Additionally, an employer should adopt certain measures to ensure that the administration of paid leave policies is smooth and uniform, including that:

  • Employers should require an employee to schedule their leave time in advance. The amount of advance notice provided should be sufficient to allow the employer to find another employee to cover for the employee who is taking leave;
    • Additionally, the amount of advance notice should be sufficient to allow the employer to consider any other staffing issues which may arise due to the employee taking leave;
  • Employers should develop a uniformly administered policy to keep track of, or document, leave requests and days taken off; and
  • Employers should encourage their employees to refrain from misusing their paid leave.

What about Accrued Vacation, Overdrawn Vacation, and the Final Paycheck?

When an individual quits or is terminated from their job, there may be questions regarding what happens to the vacation days that the employee accrued. In addition, what happens to the borrowed vacation days that the employee has not yet earned.

The answer to these issues will depend upon the state in which the employee works.

What about Accrued Vacation in Different States?

Different states handle accrued vacation time in different ways. For example, certain states, such as California, consider accrued vacation to be the same as earned wages. Therefore, an individual’s employer is required to reimburse them for the unused days.

Other states, however, such as Florida, do not consider vacation to be wages. Therefore, it is completely at the discretion of the employer whether the employee is paid for their unused days or not.

What about Overdrawn Vacation in Different States?

Similar to accrued vacation, overdrawn vacation is treated differently by different states. There are some states which allow employers to deduct the value of the vacation time from the employee’s final paycheck, so long as the deduction does not drop the employee’s pay below the federal minimum wage.

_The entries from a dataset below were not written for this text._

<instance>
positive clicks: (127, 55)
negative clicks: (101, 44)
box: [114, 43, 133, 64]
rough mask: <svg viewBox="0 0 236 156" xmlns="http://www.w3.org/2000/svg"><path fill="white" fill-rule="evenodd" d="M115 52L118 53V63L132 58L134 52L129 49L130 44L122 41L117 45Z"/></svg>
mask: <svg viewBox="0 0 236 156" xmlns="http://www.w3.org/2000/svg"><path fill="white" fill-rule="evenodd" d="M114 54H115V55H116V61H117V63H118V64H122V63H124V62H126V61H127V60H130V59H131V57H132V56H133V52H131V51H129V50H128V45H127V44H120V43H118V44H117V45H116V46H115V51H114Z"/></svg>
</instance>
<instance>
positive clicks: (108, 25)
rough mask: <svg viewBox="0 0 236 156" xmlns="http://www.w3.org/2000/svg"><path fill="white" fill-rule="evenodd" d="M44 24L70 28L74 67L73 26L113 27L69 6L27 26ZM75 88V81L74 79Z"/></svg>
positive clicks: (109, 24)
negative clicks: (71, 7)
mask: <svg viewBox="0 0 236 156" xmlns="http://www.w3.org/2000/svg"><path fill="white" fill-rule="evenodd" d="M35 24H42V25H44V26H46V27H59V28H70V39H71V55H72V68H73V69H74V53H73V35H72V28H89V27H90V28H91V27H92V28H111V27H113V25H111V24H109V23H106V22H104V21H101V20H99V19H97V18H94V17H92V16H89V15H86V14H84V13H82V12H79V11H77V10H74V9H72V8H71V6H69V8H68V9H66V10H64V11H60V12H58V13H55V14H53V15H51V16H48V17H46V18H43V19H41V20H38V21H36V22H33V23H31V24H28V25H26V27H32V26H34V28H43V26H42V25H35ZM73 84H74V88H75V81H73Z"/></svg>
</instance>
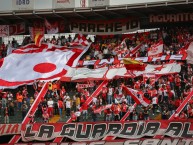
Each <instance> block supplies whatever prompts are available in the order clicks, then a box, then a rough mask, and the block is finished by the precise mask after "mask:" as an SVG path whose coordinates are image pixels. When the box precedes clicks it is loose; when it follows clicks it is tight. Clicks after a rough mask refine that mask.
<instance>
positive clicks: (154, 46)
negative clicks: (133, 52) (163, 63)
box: [148, 41, 164, 57]
mask: <svg viewBox="0 0 193 145" xmlns="http://www.w3.org/2000/svg"><path fill="white" fill-rule="evenodd" d="M163 46H164V45H163V41H159V42H158V43H156V44H153V45H151V47H150V48H149V50H148V56H157V57H158V56H161V55H162V54H163Z"/></svg>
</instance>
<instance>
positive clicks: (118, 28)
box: [70, 18, 140, 35]
mask: <svg viewBox="0 0 193 145" xmlns="http://www.w3.org/2000/svg"><path fill="white" fill-rule="evenodd" d="M70 29H71V32H73V33H79V34H92V35H115V34H122V33H126V32H132V31H136V30H139V29H140V22H139V20H138V19H137V18H136V19H133V18H126V19H112V20H96V21H94V20H74V21H71V24H70Z"/></svg>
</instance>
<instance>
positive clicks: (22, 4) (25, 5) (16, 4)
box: [12, 0, 34, 10]
mask: <svg viewBox="0 0 193 145" xmlns="http://www.w3.org/2000/svg"><path fill="white" fill-rule="evenodd" d="M12 6H13V10H33V9H34V0H12Z"/></svg>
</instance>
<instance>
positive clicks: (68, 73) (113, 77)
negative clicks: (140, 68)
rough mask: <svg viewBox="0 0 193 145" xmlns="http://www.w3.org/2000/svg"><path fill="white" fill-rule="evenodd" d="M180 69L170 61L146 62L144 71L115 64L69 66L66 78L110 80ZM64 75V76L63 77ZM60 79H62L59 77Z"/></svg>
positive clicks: (140, 75) (76, 79) (161, 72)
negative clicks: (81, 66)
mask: <svg viewBox="0 0 193 145" xmlns="http://www.w3.org/2000/svg"><path fill="white" fill-rule="evenodd" d="M180 70H181V65H180V64H177V63H170V64H164V65H150V64H148V65H147V66H146V68H145V71H134V72H133V73H131V72H130V73H129V72H128V71H127V70H126V68H125V67H124V65H120V66H117V67H116V66H115V67H114V68H113V67H112V68H107V67H103V68H98V69H88V68H70V69H68V72H67V74H66V75H65V77H66V78H71V80H79V79H84V80H93V79H108V80H111V79H113V78H114V77H137V76H141V75H143V74H144V73H145V74H147V73H148V74H149V73H151V74H152V73H153V74H155V75H158V76H159V75H167V74H172V73H179V72H180ZM65 77H64V78H65ZM61 80H62V79H61Z"/></svg>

Other states allow the employer to make the deduction so long as the employee agrees to it in writing. Several states also prohibit employers from recovering the cost of any overdrawn vacation.

Interestingly, the State of California is one of these states, even though it requires the payment of any accrued vacation.

Should I Hire a Lawyer?

If you have any issues, questions, or concerns related to the relevant laws governing accrued vacation or overdrawn vacation time in your area, it may be helpful to consult with an employment attorney. Your attorney can advise you regarding your rights and liabilities related to your vacation time.

If a dispute arises related to your vacation time, your attorney can represent you in court as well as negotiate with your employer, if possible. In addition to your attorney, another good resource is the Department of Labor in your state.